According to the statement, “Professional officials at the Education Ministry and Jerusalem’s education administration are overseeing the process and will continue to ensure comprehensive educational support in response to any parental inquiries.”

“The ministry will guarantee the immediate and optimal integration of all students,” it said.

Contrary to the statement, however, very few students have registered so far in alternative frameworks offered by the municipality, the Post has learned.

PER A statement on May 8 on X/Twitter by Roland Friedrich, the director of UNRWA affairs for the West Bank and east Jerusalem, “Heavily armed Israeli forces, together with officials from the Israeli Education Ministry and the Jerusalem Municipality, forcefully entered” the three Shuafat schools with the intention of shutting them down.

Friedrich posted a video showing military police entering a school courtyard in combat gear and with their rifles drawn.

The forces “detained a staff member, took the ID numbers of staff present, and ordered them to dismiss the students immediately. This was at a time when more than 550 students between six and 15 years of age and their teachers were present in class,” Friedrich wrote.

The other three schools shut down prior to the entry of forces.

Friedrich said that the closures were “traumatizing [to the] 800 young children who are at immediate risk of losing their access to education.”

“They have no alternatives. Their current school year, which runs until 20 June 2025, has ended by force,” he said.

“UNRWA schools are operationally independent and inviolable under international law,” the organization said. “Israel is obliged to protect them, just as it is obliged to protect all other UN staff and facilities at all times.”
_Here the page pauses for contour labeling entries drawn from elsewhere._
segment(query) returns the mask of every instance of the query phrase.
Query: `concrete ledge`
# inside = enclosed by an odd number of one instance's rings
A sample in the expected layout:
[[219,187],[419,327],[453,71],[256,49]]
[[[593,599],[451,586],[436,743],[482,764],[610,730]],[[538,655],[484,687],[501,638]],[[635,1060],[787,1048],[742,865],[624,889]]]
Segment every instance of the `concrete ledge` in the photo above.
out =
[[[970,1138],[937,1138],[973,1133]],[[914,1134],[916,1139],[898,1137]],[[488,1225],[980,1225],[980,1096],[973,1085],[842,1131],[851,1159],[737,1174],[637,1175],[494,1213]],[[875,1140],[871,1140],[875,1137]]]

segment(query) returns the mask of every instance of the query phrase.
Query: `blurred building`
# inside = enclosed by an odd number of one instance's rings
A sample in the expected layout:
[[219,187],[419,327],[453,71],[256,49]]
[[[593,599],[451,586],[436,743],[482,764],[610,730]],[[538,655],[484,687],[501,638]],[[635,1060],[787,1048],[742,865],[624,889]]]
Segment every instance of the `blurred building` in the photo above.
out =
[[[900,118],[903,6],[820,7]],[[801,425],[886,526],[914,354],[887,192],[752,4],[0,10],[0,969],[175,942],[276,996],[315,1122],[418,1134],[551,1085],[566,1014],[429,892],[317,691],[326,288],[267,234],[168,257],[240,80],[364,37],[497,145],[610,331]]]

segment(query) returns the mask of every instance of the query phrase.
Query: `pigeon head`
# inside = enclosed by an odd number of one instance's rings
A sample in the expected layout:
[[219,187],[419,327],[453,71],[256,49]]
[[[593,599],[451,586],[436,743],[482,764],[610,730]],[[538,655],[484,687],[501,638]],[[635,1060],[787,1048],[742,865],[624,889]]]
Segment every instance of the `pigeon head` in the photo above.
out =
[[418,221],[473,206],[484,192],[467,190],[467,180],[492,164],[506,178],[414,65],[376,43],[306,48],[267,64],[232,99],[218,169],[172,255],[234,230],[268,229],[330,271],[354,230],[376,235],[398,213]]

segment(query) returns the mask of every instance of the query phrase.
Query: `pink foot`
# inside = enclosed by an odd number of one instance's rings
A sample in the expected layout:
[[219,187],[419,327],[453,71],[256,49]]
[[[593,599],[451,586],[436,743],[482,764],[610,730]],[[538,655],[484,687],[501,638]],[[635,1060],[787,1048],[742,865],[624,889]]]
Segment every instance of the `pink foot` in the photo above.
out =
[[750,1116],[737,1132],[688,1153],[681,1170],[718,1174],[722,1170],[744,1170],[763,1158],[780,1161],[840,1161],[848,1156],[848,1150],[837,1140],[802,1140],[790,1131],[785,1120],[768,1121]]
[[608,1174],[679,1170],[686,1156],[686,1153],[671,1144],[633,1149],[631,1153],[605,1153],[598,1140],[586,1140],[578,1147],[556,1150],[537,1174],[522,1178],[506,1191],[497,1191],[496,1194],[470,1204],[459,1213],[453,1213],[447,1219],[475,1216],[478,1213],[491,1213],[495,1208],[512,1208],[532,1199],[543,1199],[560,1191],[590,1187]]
Friedrich wrote on X on Tuesday that security officials had visited the schools again to ensure they had remained closed.

Contrary to the schools, UNRWA-run clinics have remained open in east Jerusalem. The Kalandiya Training Center, which straddles the border between east Jerusalem and the West Bank, has remained open as well, despite an attempt to shut it down in February.
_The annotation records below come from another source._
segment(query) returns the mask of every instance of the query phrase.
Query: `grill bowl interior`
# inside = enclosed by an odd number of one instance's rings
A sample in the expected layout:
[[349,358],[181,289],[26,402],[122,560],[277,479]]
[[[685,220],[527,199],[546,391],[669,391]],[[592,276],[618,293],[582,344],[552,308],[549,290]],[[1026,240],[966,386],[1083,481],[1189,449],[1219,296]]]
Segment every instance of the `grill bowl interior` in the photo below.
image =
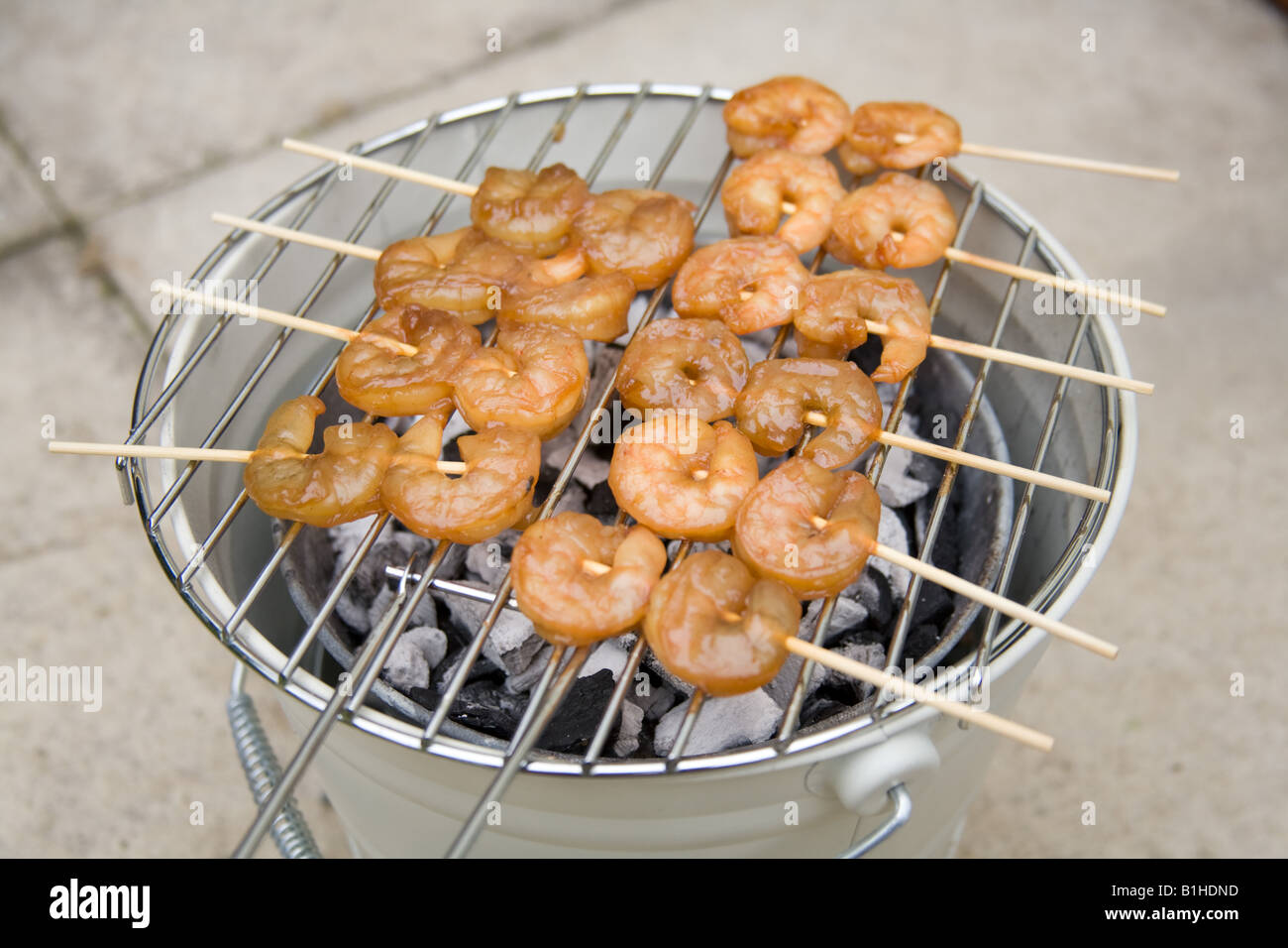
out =
[[[475,163],[469,179],[477,181],[482,169],[489,164],[524,164],[536,144],[547,141],[549,151],[542,164],[564,161],[585,173],[594,156],[604,147],[608,130],[618,123],[623,110],[639,92],[638,85],[587,86],[580,93],[574,89],[554,89],[456,110],[439,116],[410,164],[424,170],[452,173],[474,152]],[[562,123],[559,141],[553,141],[551,128],[565,115],[569,102],[577,94],[582,98]],[[636,99],[638,111],[604,160],[595,188],[639,186],[636,172],[640,159],[647,157],[653,174],[661,165],[666,165],[665,179],[657,183],[658,187],[696,202],[701,201],[725,156],[719,99],[726,93],[716,92],[710,101],[698,106],[697,121],[670,161],[663,150],[665,143],[675,141],[672,135],[694,115],[694,103],[701,101],[702,94],[694,86],[653,86],[647,97]],[[424,125],[420,123],[368,142],[362,151],[385,161],[401,161],[424,132]],[[256,217],[290,224],[296,212],[319,199],[307,223],[299,226],[313,232],[344,236],[383,183],[377,175],[362,173],[354,174],[352,181],[337,182],[334,172],[319,169],[268,201]],[[966,204],[972,186],[975,182],[961,173],[954,170],[951,174],[947,191],[958,209]],[[394,199],[383,206],[361,241],[381,246],[419,232],[435,209],[442,212],[438,230],[468,223],[468,202],[462,199],[447,200],[428,188],[399,184]],[[1036,244],[1029,266],[1045,266],[1072,277],[1084,276],[1050,235],[1027,214],[989,191],[981,192],[965,245],[976,253],[1015,261],[1030,230],[1036,235]],[[721,236],[725,235],[716,208],[702,228],[701,240]],[[207,258],[197,276],[246,279],[274,245],[276,241],[256,236],[236,244],[225,242]],[[330,262],[331,255],[325,252],[286,246],[273,264],[270,277],[260,286],[259,304],[295,311]],[[371,304],[370,267],[363,261],[340,263],[309,315],[353,325],[355,315],[365,312]],[[925,268],[912,276],[929,295],[939,276],[939,267]],[[965,267],[954,268],[935,319],[935,331],[954,338],[987,341],[1006,286],[1005,277]],[[1021,288],[1016,310],[998,344],[1064,360],[1070,339],[1078,331],[1079,319],[1033,313],[1028,306],[1029,291],[1029,288]],[[143,418],[166,383],[188,364],[211,321],[213,317],[209,316],[187,316],[167,320],[162,325],[140,378],[135,423]],[[1074,361],[1087,368],[1130,374],[1112,320],[1101,312],[1087,317],[1084,325],[1086,335]],[[201,444],[211,426],[225,415],[243,382],[258,373],[256,384],[246,393],[218,441],[220,446],[252,445],[269,411],[287,393],[312,388],[319,371],[335,355],[334,342],[294,334],[281,344],[272,361],[263,366],[261,360],[273,351],[278,331],[274,326],[240,325],[233,320],[187,373],[170,408],[149,431],[151,439],[166,444]],[[974,368],[976,364],[971,364],[971,369]],[[1056,382],[1054,377],[1023,369],[1005,365],[992,368],[984,395],[996,411],[1012,462],[1028,464],[1032,460]],[[1028,529],[1014,557],[1014,570],[1006,589],[1011,598],[1060,615],[1090,579],[1091,570],[1087,566],[1090,564],[1094,568],[1097,557],[1087,557],[1084,553],[1108,543],[1126,504],[1135,451],[1132,397],[1090,384],[1068,386],[1042,469],[1108,488],[1114,491],[1114,498],[1106,506],[1095,506],[1038,490],[1028,512]],[[140,513],[148,522],[157,502],[166,494],[182,467],[149,462],[131,464],[130,469]],[[1006,484],[1005,489],[1011,491],[1012,500],[1023,497],[1023,490],[1016,485]],[[227,518],[228,506],[240,490],[238,467],[201,466],[165,516],[158,517],[156,524],[149,524],[149,537],[179,592],[216,633],[224,633],[238,604],[249,597],[245,619],[237,626],[236,635],[223,637],[252,667],[276,678],[285,666],[285,655],[300,636],[303,620],[278,570],[269,574],[256,595],[249,596],[273,555],[273,539],[269,521],[254,506],[247,506],[247,509],[232,520]],[[201,540],[213,530],[220,531],[219,540],[206,551],[200,568],[191,569],[184,575]],[[1005,651],[1019,633],[1015,623],[1003,623],[993,654]],[[1024,635],[1034,633],[1028,631]],[[962,654],[952,658],[961,659]],[[963,659],[958,664],[963,667]],[[304,666],[310,667],[323,672],[321,664]],[[303,669],[282,684],[291,694],[314,707],[321,707],[330,694],[330,686],[325,681]],[[899,711],[896,707],[894,713]],[[810,736],[810,746],[871,724],[867,715],[838,724],[835,721],[836,718],[824,722],[820,733]],[[398,743],[419,746],[417,727],[376,711],[363,709],[354,722]],[[498,760],[495,751],[464,747],[451,739],[437,740],[429,749],[493,765]],[[791,746],[786,748],[787,752],[791,749]],[[603,770],[612,771],[614,764],[617,762],[605,760]],[[558,767],[558,764],[551,762],[551,766]]]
The training center serves approximately 350 students per year who mostly come from across the West Bank to learn a trade in dormitory conditions.
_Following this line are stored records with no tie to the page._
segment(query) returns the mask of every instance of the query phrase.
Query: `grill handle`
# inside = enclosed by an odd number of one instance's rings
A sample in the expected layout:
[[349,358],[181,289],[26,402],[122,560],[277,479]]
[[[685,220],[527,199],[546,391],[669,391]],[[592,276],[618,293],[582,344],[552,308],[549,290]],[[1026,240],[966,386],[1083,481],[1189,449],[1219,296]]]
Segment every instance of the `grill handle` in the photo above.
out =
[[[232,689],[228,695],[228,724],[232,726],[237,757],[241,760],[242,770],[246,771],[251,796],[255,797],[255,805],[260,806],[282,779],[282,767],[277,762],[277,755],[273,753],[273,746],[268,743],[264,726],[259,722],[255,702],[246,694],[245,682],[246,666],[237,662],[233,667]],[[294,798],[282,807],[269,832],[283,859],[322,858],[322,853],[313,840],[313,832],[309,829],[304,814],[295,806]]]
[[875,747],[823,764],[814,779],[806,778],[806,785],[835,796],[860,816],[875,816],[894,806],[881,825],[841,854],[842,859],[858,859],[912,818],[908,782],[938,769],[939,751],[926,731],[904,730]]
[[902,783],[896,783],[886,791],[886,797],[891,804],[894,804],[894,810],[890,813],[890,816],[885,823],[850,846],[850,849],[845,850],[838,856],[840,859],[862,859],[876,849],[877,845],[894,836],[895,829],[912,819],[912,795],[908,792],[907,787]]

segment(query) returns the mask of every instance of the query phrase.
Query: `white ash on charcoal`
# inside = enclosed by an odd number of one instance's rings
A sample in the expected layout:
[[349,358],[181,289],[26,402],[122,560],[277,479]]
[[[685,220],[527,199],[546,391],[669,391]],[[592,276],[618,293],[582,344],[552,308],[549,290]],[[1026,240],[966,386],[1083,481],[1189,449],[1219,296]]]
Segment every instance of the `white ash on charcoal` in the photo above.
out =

Its demographic is males between the ages of 15 and 19, mostly from non-academic backgrounds and relatively low on the socioeconomic ladder.

COGAT issued the following response: “The Coordination of Government Activities in the Territories [division] is fully implementing the 2024 law for the cessation of UNRWA’s activities, which prohibits contact between the organization and Israeli authorities and public officials. Accordingly, there is no communication or interaction with the organization’s employees, whether in Gaza or in Judea and Samaria.”